Jonathan Coe
Gallimard, 2025
Traduit de l’anglais par Marguerite Capelle
N’était le court prologue sur lequel s’ouvre le récit, on entrerait dans ce roman comme dans n’importe quel autre de ceux qu’a signés Jonathan Coe : en faisant connaissance avec quelques personnages parfaitement campés, des Anglais ordinaires bien ancrés dans la réalité sociale et politique de leur pays.
Après ses études de lettres, faute de débouchés, Phyl a dû retourner chez ses parents. Elle s’assure un minium de revenus dans un restaurant de sushis de l’aéroport d’Heathrow, où elle découpe du poisson à longueur de journée. Mais en son for intérieur, elle se rêve écrivain. Et pourquoi pas commencer par un cosy crime, histoire de se faire la main avec le genre le plus en vogue outre-Manche ?
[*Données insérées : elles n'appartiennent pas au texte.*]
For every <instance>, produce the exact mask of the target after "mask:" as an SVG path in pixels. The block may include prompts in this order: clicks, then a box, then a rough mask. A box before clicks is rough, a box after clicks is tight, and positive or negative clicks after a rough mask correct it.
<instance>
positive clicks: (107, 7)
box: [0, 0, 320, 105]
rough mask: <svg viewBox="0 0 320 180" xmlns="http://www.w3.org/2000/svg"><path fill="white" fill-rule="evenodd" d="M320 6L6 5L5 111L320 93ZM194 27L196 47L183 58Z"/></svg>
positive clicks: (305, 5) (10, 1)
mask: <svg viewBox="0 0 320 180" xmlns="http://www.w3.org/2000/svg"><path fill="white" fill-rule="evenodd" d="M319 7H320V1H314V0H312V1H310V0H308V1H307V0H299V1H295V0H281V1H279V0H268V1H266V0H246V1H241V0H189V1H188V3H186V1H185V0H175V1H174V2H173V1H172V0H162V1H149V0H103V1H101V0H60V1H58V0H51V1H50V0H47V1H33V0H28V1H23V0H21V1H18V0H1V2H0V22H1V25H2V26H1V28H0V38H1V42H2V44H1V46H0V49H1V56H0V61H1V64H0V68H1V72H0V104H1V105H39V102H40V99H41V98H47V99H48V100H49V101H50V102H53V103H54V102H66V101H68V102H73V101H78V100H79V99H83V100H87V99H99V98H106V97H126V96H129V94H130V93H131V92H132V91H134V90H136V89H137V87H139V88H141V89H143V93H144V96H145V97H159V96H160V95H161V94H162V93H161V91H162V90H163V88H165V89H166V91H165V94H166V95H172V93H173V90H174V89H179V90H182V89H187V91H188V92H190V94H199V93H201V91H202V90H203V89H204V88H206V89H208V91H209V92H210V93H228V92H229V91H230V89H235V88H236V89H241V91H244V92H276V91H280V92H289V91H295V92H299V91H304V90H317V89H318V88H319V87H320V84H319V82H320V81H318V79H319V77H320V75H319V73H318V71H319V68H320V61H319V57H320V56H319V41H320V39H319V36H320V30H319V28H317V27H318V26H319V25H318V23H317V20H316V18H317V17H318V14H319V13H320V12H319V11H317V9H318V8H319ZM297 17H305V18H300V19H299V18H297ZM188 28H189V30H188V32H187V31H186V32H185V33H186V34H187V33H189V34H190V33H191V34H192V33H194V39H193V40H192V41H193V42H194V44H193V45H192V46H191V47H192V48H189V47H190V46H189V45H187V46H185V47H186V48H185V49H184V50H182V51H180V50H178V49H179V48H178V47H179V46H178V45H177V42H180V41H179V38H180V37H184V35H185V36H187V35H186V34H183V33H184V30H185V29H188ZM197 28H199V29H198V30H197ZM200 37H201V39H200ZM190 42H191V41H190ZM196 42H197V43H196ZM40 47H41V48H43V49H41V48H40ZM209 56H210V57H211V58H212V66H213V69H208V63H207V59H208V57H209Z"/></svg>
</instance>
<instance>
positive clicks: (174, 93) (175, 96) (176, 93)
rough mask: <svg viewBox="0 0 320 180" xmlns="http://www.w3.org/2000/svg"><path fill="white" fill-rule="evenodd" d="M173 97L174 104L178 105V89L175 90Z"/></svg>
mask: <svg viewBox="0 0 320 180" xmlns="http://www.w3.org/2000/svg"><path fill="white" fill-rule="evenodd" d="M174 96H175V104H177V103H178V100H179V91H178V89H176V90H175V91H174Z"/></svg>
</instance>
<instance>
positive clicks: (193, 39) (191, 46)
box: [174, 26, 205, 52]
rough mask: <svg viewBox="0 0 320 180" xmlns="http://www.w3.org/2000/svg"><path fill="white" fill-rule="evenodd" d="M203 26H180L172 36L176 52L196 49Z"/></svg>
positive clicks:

Ses horizons littéraires vont pourtant s’élargir lorsque surviennent Chris, un vieil ami de sa mère, et sa fille adoptive Rashida, avec laquelle Phyl se lie rapidement. Pourquoi ne pas s’essayer plutôt à la dark academia ou à l’autofiction, lui suggère-t-elle. Chris, quant à lui, est l’auteur d’un blog dans lequel il s’efforce de mettre à mal les positions ultra-libérales dont l’audience ne cesse de s’étendre et gangrènent le débat politique, menaçant à ses yeux la démocratie. A l’heure de l’entrée en fonction de la nouvelle Première Ministre Liz Truss, Chris serait même sur le point de révéler l’existence d’un rapport secret dévoilant les véritables intentions des partisans néo-libéraux de la nouvelle locataire du 10 Downing Street en matière de système de santé, promis à complète privatisation. Alors que Rashida reste chez Phyl et ses parents, Chris se rend à un séminaire organisé par une poignée de néo-conservateurs, où il ne tarde pas à être retrouvé assassiné…
Ainsi, dans le contexte politique post-brexit d’une Angleterre gagnée par les discours ultra-virulents des néo-libéraux, Jonathan Coe bascule-t-il dans une enquête s’inscrivant dans la plus pure tradition du roman policier à l’anglaise. Il empruntera pourtant d’autres voies narratives pour remonter ensuite le fil du temps et expliquer la manière dont le néo-conservatisme plonge ses racines dans le thatcherisme d’hier, et refermer la boucle de son enquête politico-policière.
La construction de ce roman est brillantissime. Dans le fond comme dans la forme, Coe n’a de cesse d’interroger le rapport qu’entretient la production d’un discours - qu’il soit oral et de nature politique ou écrit et d’essence littéraire - avec le réel. A l’heure de l’inversion complète des valeurs, où en Angleterre comme partout ailleurs, aux Etats-Unis ou en France, s’érigent en défenseurs de la liberté et de la démocratie ceux qui en sont les plus dangereux fossoyeurs, Coe s’amuse à brouiller les pistes et entraîne son lecteur dans un jeu de faux-semblants qu’il maîtrise à la perfection. Observateur fin et pertinent, il brosse le portrait d’une Angleterre dont les turpitudes ressemblent bien tristement à celles que connaît notre pays. On ne saurait trop le remercier de pas renoncer pour autant à s’armer d’humour. Pour mieux atteindre sa cible. Et nous éviter de sombrer dans la consternation et l’abattement.